Randi Weingarten, president of the 1.4 million-member American Federation of Teachers, has pledged to work with school districts to streamline the “;glacial process”; for dismissing failing teachers and separately commissioned an independent expert to help revise due process for teachers accused of outright misconduct.
The AFT's acknowledgment that the hard-won labor right could stand some revising does not leave its members out in the cold. Weingarten is open to the discussion only with school districts that work with the union to create fair teacher-evaluation systems and help ineffective teachers improve. A straight path out the door this is not.
The due process afforded tenured teachers requires administrators to present evidence of incompetence and allows teachers to appeal the decisions. Critics say many poor teachers remain in classrooms because the process is so lengthy and costly that few administrators attempt it.
The process is similar for teachers accused of outright malfeasance, although they can be removed from the classroom during the investigation.
In recently announcing the initiative, Weingarten cited an internal AFT survey that found that teachers, by a 4-to-1 ratio, wanted their union to put a higher priority on promoting good teaching than on defending the job rights of teachers facing disciplinary action.
Such labor-management collaboration would be welcome in Hawaii, where examples of the “;glacial”; pace of due process are evident.

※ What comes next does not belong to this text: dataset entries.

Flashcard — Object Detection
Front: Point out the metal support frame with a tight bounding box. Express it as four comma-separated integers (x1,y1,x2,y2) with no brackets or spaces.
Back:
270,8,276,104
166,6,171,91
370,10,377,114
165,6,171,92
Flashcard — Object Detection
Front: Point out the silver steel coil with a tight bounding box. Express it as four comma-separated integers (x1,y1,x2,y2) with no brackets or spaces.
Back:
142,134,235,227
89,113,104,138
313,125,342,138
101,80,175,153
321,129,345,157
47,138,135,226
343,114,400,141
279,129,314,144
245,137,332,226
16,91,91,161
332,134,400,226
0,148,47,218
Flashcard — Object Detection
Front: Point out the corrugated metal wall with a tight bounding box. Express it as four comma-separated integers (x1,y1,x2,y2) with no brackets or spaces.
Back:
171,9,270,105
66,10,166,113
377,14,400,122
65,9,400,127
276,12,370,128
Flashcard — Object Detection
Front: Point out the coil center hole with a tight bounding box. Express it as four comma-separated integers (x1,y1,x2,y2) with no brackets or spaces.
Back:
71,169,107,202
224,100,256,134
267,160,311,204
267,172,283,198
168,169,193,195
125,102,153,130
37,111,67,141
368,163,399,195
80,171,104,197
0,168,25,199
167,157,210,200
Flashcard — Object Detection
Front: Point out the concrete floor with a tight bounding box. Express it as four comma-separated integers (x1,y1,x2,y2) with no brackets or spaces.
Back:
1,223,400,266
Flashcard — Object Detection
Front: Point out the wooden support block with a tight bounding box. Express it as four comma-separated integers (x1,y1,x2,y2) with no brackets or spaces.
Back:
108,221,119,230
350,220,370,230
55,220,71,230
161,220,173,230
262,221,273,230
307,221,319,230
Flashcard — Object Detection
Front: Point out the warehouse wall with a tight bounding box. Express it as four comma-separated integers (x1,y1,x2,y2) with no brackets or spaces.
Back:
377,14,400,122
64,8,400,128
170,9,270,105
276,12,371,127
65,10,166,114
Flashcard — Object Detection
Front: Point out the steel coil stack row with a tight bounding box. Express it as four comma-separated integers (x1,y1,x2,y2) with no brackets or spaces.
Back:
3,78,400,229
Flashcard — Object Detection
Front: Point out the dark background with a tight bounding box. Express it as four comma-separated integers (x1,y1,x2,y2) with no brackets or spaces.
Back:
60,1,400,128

One recent example: the case of Lynn Dionise, a Big Island teacher convicted of trafficking crystal methamphetamine.
Dionese eventually was fired, but only after she was officially sentenced in federal court — months after she had pled guilty to the charges.
Weingarten recognizes that unions' tendency to protect members' job security at all cost exacts a high toll on the morale of its competent, law-abiding members. Her willingness to improve the process simultaneously blunts critics who blame teacher unions for the failings of the U.S. public education system.
By opening the discussion on the need to update one of the union's most dearly held rights, the smaller AFT sets a clear example for the 3.4 million-member NEA and its Hawaii State Teachers Association to follow.